FIG. 4 is a diagram showing a time chart in FIG. 3. In the same figure, A is a read signal and B is a read signal.
denotes an input from the BUSY generating circuit etc. to the flip-flop circuit, C denotes an output sent from the BUSY generating circuit etc. to an external device via the flip-flop circuit, D denotes a parity bit, and arrow P denotes a test point.

In FIG. 4, when a signal whose data state may change during reading is output through a flip-flop circuit, the flip-flop circuit is activated at the beginning a of a read signal A from an external device. Therefore, during reading, even if the data changes at the inspection point P, the external output C and parity bit D from the BUSY generating circuit do not change. Malfunctions of the parity check are therefore prevented.

FIG. 5 is a diagram for explaining another embodiment of the magnetic bubble memory control method according to the present invention. In this figure, the same parts as in FIG. 3 are designated by the same reference numerals. This embodiment differs from the previous embodiment in that the previous embodiment uses a read signal from an external device to operate the flip-flop circuit, whereas this embodiment uses a synchronous clock signal from an external device.

FIG. 6 is a diagram showing a time chart in FIG. 5. In the same figure, A is a read signal and B is a read signal.
is the clock signal of the external device, C is the input from the BUSY generation circuit etc. to the flip-flop circuit, and D is the input to the flip-flop circuit.
The outputs sent from the BUSY generating circuit etc. to the external device via the flip-flop circuit, and P indicate the inspection points, respectively.

In this embodiment as well, even if the input C to the flip-flop circuit changes at the test point P, the output D does not change, so malfunction of the parity check is prevented as in the previous embodiment.

(7) Effects of the Invention As explained above in detail, the magnetic bubble memory control method of the present invention makes it possible to prevent parity check malfunctions by outputting the read data of the interface register in synchronization with the external device. This has a great effect in that it contributes to improving the reliability of magnetic bubble memory devices.

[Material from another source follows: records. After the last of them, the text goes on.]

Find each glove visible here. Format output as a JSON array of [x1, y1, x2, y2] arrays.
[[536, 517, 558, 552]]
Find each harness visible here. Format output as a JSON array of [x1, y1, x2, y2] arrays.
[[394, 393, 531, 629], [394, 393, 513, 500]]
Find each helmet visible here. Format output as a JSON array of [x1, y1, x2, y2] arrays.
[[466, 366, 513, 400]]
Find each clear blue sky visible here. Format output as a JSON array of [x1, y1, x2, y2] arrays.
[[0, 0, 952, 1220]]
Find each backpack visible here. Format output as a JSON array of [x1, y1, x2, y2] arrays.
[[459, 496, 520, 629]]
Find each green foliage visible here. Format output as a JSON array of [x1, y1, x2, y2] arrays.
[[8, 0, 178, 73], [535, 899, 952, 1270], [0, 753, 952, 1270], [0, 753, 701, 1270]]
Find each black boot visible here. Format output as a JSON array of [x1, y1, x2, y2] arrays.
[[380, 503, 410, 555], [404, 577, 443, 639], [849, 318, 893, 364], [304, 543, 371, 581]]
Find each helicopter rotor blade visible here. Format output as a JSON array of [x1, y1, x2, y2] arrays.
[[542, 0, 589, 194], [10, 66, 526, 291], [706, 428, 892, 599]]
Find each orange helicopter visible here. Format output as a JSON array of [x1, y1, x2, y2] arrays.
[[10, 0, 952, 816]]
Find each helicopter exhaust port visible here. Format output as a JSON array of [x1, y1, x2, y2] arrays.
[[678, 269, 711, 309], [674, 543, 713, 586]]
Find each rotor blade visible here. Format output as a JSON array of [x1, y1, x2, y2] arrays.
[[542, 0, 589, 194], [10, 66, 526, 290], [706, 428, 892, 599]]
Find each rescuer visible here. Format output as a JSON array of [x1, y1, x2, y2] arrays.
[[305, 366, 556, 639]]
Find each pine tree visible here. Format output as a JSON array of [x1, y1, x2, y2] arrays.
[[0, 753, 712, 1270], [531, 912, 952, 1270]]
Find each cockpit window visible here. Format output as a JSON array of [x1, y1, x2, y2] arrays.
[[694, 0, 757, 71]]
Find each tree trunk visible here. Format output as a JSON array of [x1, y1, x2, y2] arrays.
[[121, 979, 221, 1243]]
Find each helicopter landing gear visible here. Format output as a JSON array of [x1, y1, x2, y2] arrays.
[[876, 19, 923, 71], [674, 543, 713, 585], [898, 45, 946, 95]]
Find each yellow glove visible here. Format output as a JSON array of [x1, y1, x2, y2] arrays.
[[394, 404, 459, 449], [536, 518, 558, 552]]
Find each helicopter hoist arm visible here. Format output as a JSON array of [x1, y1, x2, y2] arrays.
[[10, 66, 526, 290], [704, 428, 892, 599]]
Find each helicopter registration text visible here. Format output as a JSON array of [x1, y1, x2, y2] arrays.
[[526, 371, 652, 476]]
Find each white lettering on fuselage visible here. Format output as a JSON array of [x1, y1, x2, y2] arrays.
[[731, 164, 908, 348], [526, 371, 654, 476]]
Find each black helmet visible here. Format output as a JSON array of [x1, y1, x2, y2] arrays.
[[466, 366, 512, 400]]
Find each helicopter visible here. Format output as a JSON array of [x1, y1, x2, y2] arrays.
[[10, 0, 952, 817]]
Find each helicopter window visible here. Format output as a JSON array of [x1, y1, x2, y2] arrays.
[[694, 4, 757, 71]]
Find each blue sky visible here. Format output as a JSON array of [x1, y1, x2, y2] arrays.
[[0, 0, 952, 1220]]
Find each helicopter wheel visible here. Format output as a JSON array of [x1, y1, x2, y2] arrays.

[Brief explanation of the drawing]

FIG. 1 is a diagram for explaining the conventional magnetic bubble memory control method, FIG. 2 is a time chart thereof, FIG. 3 is a diagram for explaining the magnetic bubble memory control method according to the present invention, and FIG. 4 is a diagram for explaining the magnetic bubble memory control method according to the present invention. FIG. 5 is a diagram for explaining another embodiment of the magnetic bubble memory control method according to the present invention, and FIG. 6 is a time chart thereof. In the drawing, 11 is a BUSY generation circuit, 12
is the RDA generation circuit, 13 is the TDRA generation circuit, 14
15 to 18 are flip-flop circuits; 19 is a check bit generation circuit; 20 is a bubble memory controller; 21 is an external device;
2 indicates a parity check circuit, respectively.

Claims (1)

[Claims] 1. In a magnetic bubble memory control device equipped with an interface register with an external device, a flip-flop circuit activated by a read signal from the external device is inserted on the output side of the interface register, and the read data of the interface register is read. A magnetic bubble memory control method characterized by outputting data in synchronization with an external device so that data does not change during reading.